So I sort of have a nice routine going. Mondays I will try to climb with my colleague, Tuesdays will be a free day, Wednesdays will be worship rehearsals in church(!) and Thursdays either connect group or sisterhood. Fridays and Saturdays I will keep open to meet up with people, and Sundays I will be in church all day. Fridays and Saturdays are still a bit hard, but I manage. I know Sunday will come and that gives me hope.

I had my friends here to visit last weekend and it hit me how much I had changed in my view of life. Things they took for granted I did not, things I took for granted they did not. The change is so fast! I guess I’m a chameleon.
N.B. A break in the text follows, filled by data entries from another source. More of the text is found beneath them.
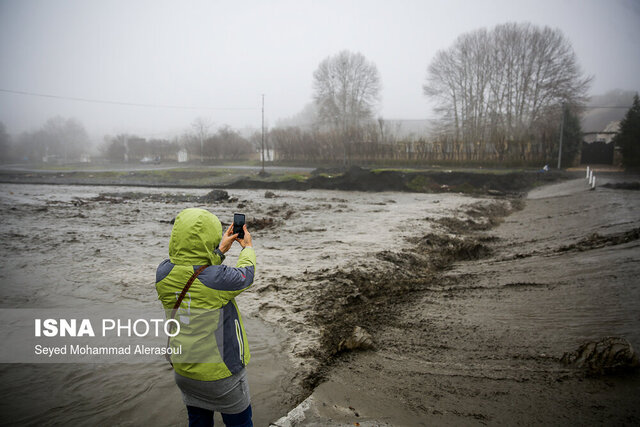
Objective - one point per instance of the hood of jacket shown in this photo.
(195, 235)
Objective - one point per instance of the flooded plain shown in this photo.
(77, 246)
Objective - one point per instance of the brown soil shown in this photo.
(471, 325)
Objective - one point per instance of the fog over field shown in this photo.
(152, 67)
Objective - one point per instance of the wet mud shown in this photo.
(392, 308)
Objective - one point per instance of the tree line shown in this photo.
(501, 95)
(508, 94)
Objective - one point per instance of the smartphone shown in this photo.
(238, 223)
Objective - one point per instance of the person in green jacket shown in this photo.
(214, 351)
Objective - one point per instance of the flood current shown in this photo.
(66, 247)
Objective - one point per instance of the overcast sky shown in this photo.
(219, 57)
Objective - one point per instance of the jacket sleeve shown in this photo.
(231, 281)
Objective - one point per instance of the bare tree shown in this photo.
(346, 90)
(504, 88)
(201, 128)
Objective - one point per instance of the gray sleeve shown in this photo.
(224, 278)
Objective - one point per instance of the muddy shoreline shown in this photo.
(397, 308)
(354, 179)
(498, 295)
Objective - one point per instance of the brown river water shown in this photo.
(63, 248)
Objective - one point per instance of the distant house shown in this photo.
(598, 147)
(183, 156)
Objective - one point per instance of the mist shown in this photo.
(152, 68)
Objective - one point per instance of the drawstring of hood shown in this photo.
(195, 235)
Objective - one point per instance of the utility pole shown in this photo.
(263, 172)
(561, 132)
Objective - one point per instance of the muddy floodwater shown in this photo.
(78, 246)
(374, 308)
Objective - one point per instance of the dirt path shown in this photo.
(480, 341)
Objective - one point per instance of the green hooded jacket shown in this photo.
(212, 343)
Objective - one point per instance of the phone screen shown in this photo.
(238, 222)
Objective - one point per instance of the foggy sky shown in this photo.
(224, 55)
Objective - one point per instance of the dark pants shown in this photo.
(199, 417)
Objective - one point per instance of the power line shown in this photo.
(129, 104)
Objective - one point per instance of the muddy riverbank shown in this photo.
(479, 182)
(481, 341)
(463, 305)
(83, 246)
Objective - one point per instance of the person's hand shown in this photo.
(246, 242)
(227, 239)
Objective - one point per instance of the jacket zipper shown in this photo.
(240, 341)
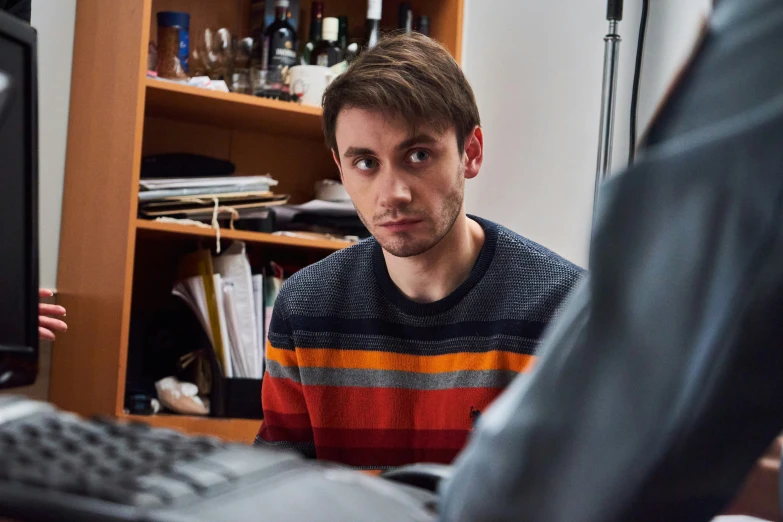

I adapt to where I am. It’s both good and bad. Good, I feel at home faster and find my bearing, bad, I let go of things I thought was truth but it’s only “the Swedish truth” if you get what I mean.

I also miss my friends a lot. Some friends I talk to regularly but others become lost to me. The friends I have known for a long time, they will still be there, I know that, but all the new acquaintances I made this year before I moved, all those almost friends that I wanted to turn into real friendship…most of them are lost to me. And some friends are expecting, and I’m missing that too! And my niece, she had a baby in August and I haven’t even met her yet!!!

Wow, this post turned depressing…Well, I’m still thankful I am here, love my church and see God more in my daily life. I’m glad I took this chance and got this experience. My heart is still halfway here, halfway in Sweden and I kinda like it that way.

Oh, I just realized, if I eat all food in the fridge/freezer, I can turn it off while back in Sweden! Save up on energy bill! Yay! Now I just need to make a few dishes with salmon, chicken and minced meat! I’ll sleep on that thought.